Policies and Responses Needed
Although the government poured much of its budget into the fertility rate issue, a substantial part of the budget was allocated to solutions that were not conducive to or did not have any direct relations with solving the issue. According to the KIHASA, policies directly related to low fertility rates accounted for 52 to 57 percent of the low fertility rate budget based on implementation plans between 2016 and 2018. Even if the plans were directly related to low fertility rates, the benefits were not big enough to change people’s minds about having a child.
Economic Stability Through Job Policies
Although diverse issues contribute to the low fertility rate in Korea, many of the reasons are related to economic issues and stability. In a survey of 500 men and women that Maeil Business conducted earlier this year, around 95% of the respondents answered that the reasons they do not plan on having children are because of economic reasons such as upbringing expenses and career breaks. Thus, it is necessary to devise measures that can help reduce the economic burden that young people have when raising children and adopt appropriate policies. The measures that must be considered with the highest priority are those that are directly linked to many issues related to the low fertility rate. For instance, solving the career breaks that lots of women face because of marriage or giving birth could be a solution that can improve the economic well-being of families planning to have children. One solution would be increasing the upper limits of both the length of maternity leave and the upper limits of maternity leave salaries. Moreover, backing up maternity leave with legal enforcements could help solve the diverse issues related to low fertility rates.

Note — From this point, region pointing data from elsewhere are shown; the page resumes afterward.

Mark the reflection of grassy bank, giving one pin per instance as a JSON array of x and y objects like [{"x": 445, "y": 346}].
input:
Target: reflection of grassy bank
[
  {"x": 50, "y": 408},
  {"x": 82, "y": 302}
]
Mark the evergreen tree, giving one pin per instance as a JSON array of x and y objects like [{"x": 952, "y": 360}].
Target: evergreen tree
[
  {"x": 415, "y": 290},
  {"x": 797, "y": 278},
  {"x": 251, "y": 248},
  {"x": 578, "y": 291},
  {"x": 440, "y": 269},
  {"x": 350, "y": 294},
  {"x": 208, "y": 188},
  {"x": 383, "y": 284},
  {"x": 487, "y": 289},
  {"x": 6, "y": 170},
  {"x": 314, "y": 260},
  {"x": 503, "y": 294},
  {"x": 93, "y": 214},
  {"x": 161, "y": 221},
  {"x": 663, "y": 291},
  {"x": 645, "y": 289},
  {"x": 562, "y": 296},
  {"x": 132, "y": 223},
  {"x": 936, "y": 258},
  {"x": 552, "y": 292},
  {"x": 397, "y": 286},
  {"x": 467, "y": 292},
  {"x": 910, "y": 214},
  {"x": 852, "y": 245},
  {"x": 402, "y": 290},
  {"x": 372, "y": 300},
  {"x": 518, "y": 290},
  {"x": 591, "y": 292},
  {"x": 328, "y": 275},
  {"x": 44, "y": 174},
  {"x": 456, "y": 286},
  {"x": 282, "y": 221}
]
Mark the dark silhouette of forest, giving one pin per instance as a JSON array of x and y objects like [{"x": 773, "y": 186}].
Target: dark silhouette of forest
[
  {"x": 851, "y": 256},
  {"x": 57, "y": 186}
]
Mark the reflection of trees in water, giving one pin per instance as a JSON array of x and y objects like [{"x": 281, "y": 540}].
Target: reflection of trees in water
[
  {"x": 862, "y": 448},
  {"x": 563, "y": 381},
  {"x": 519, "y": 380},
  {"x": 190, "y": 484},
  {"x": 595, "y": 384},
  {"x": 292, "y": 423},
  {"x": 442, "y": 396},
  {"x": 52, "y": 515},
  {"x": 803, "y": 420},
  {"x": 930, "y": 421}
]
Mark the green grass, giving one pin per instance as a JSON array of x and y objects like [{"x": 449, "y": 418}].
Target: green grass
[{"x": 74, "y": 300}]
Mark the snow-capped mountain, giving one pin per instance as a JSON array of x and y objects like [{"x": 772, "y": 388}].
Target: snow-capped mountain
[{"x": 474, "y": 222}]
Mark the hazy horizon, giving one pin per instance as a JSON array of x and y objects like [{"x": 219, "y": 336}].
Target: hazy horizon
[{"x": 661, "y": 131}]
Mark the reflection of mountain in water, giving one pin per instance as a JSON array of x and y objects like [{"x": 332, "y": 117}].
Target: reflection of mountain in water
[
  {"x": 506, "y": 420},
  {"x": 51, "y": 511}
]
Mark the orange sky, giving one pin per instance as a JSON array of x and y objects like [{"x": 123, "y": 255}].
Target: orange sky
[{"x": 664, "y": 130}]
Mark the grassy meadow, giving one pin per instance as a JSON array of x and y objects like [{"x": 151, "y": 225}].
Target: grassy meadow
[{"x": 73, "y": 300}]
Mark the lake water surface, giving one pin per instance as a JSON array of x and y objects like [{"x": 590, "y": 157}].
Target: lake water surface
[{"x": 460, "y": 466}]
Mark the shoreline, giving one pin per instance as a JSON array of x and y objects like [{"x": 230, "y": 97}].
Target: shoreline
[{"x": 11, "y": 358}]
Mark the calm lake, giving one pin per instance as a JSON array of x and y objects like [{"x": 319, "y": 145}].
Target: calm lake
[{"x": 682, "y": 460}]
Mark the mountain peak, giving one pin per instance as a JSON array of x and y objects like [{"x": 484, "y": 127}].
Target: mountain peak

Adaptation to the Upcoming Change
Even if the low fertility rate policies are successful, it will take decades for these policies to take effect. The country must also prepare for the possibility of these policies failing. Thus, adapting to the upcoming change is a must. One direction is to extend the working-age and prevent career disconnections through the policies mentioned above. Furthermore, if labor productivity is increased through the bold introduction of technology and education of such technology, the burden on the economy can be reduced to a certain degree.